C. A person who is named in a document which purports to create an interest in, or a lien or encumbrance against, real property and who knows that the document is forged, groundless, contains a material misstatement or false claim or is otherwise invalid shall be liable to the owner or title holder for the sum of not less than one thousand dollars, or for treble actual damages, whichever is greater, and reasonable attorney fees and costs as provided in this section, if he willfully refuses to release or correct such document of record within twenty days from the date of a written request from the owner of beneficial title holder of the real property.

Subsection D creates a presumption that documents containing unauthorized property interests or liens are groundless and invalid:

D. A document purporting to create an interest in, or a lien or encumbrance against, real property not authorized by statute, judgment or other specific legal authority is presumed to be groundless and invalid.

Subsection E renders a person in violation of subsection A guilty of a class 1 misdemeanor:

E. A person purporting to claim an interest in, or a lien or encumbrance against, real property, who causes a document asserting such claim to be recorded in the office of the county recorder, knowing or having reason to know that the document is forged, groundless, contains a material misstatement or false claim or is otherwise invalid is guilty of a class 1 misdemeanor.
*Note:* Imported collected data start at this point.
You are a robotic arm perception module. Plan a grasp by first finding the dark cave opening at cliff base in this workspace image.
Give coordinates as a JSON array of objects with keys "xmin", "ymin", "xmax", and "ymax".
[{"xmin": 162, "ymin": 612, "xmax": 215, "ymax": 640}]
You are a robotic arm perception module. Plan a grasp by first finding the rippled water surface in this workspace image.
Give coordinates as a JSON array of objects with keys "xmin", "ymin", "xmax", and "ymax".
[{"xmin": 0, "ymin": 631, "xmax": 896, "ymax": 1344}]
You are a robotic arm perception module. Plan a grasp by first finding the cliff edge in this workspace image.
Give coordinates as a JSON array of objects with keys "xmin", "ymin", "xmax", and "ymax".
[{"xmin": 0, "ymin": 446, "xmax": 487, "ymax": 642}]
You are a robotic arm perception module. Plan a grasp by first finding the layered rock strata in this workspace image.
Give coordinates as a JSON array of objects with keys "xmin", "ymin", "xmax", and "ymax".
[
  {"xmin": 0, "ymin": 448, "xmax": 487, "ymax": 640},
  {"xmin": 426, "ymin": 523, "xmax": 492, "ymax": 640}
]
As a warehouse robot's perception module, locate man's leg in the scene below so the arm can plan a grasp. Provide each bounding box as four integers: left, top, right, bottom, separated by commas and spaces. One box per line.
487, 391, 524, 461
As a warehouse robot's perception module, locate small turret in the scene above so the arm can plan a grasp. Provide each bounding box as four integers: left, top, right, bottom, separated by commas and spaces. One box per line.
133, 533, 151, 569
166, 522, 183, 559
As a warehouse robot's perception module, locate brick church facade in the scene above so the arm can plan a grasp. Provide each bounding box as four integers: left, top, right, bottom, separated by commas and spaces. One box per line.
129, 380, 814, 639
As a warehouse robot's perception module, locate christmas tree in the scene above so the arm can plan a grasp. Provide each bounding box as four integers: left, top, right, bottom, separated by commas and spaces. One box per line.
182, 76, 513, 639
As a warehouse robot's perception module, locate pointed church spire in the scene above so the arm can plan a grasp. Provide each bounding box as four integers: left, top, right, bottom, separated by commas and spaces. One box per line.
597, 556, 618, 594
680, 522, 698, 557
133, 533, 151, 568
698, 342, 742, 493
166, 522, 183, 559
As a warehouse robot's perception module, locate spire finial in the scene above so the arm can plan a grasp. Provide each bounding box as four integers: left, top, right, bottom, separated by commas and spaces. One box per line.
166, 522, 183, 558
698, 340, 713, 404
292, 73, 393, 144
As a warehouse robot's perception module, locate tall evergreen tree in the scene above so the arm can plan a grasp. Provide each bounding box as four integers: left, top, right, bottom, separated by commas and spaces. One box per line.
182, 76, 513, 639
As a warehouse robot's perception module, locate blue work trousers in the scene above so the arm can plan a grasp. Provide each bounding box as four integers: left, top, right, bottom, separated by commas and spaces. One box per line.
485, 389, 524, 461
Plaintiff alleges that revocation of the notary’s commission rendered the three documents relating to the trustee’s sale of his property and hundreds or thousands of other documents “forged, groundless, or otherwise invalid, ” triggering the $5, 000.00 per document penalty of § 33-420(A) because Defendants knew the commission had been revoked. (Doc. 1-1 at 17.) (Trustee’s sales typically involve recordation of three acknowledged documents, as in Plaintiff’s case.) He further alleges that Defendants violated the statute by “failing to correct and retract documents they recorded that they knew or should have known had been recorded in violation of the statute, ” though he does not allege that he asked them to do so. (Id.)

Plaintiff does not claim that these documents or transactions were substantively invalid. Nor does he claim that the signatures on these documents were inauthentic or unauthorized or that the notary did not in fact witness the signatures. He claims only that the certificates of acknowledgment accompanying these documents were signed by a notary whose commission had been revoked. (See Doc. 16-1 at 3, 7, 10.)

On February 27, 2015, Defendants removed the action to this court under the Class Action Fairness Act. (Doc. 1 at 7.) There are no questions of ...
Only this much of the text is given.